Einige „Knackpunkte“ im Rahmen der Einführung einer Vereinbarungskultur sind:

Wie kann die Teilhabe der großen Menge der Schüler/innen gewährleistet werden? Wie werden die Schulangehörigen, die nicht an der Entwicklung teilgenommen haben, mit den Ergebnissen vertraut gemacht? Wie kann auch ihre Verpflichtung gesichert werden, wenn sie nicht durch die frühere Entwicklungsarbeit identifiziert sind? Welche Sanktionen sind sinnvoll? Welche Konsequenzen bei Regelverletzungen passen zur Schulkultur? Wie kann die Einbindung von Eltern wahrscheinlicher werden?
Ein Beispiel: Verhaltensverträge mit einer Klasse
Die Vorarbeit für den/die Lehrer/in Hilfreiche Fragen könnten sein: Was brauchen wir Lehrer/innen, um mit der Klasse arbeiten und uns im Unterricht wohlfühlenzu können? Worüber ärgern wir uns jeden Tag, was erschwert uns das Unterrichten?

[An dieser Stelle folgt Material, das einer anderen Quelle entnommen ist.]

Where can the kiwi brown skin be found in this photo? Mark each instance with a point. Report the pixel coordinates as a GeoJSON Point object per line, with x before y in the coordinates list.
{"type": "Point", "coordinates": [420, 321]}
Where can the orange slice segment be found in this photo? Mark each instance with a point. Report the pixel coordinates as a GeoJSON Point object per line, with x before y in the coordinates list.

Die Arbeit mit den Schüler/innen Die Klasse sollte aktiviert werden mit Fragestellungen wie: – Was nervt uns in der Klasse, welche Probleme haben wir? – Was brauchen wir, um uns in der Klassengemeinschaft wohlfühlen und arbeiten zu können? – Welche Lösungswege können wir vorschlagen?
Mögliche Weiterarbeit
- Erarbeitung von Verhaltensregeln und den dazu gehörigen Sanktionen mit den Schülern/ Schülerinnen der ganzen Klasse; - Regelmäßige Gespräche über die Einhaltung der Regeln; - Auf der Basis dieser Verhaltensregeln wird ein Klassenvertrag entworfen, den Schüler/innen, Eltern und Lehrer/innen unterschreiben. Unabdingbar ist, die Schüler/innen in die Kontrolle der Vertragsverpflichtungen einzubinden. Regelungsthemen können Unterrichtsstörungen, Beteiligung am Unterricht, Pünktlichkeit oder auch der Aufbau einer aktivierenden, abwechslungsreichen Unterrichtsführung der Lehrkraft sein. Bei jedem Verhaltensvertrag geht es darum, dass sich Lehrer/ innen und Schüler/innen zu einem klar bezeichneten Verhalten verpflichten. Wenn etwa das Lehrerverhalten unter dem Aspekt der Aktivierung und Motivation der Schüler/innen Regelungsgegenstand wird, könnte etwa das Redeverhalten des Lehrers mit dem Aufmerksamkeitsniveau der Schüler/innen gekoppelt untersucht werden. Alle zehn Minuten müssten die Schüler/innen dann kurze Fragen beantworten (stichwortartig oder durch Ankreuzen). Ein Selbstkontrollverfahren kann bei verspätetem Eintreffen zum Unterricht eingesetzt werden. Jede/r Schüler/in, der/die zu spät zur Stunde erscheint, erklärt sich in diesem Fall bereit, anzukreuzen, was zur Verspätung geführt hat.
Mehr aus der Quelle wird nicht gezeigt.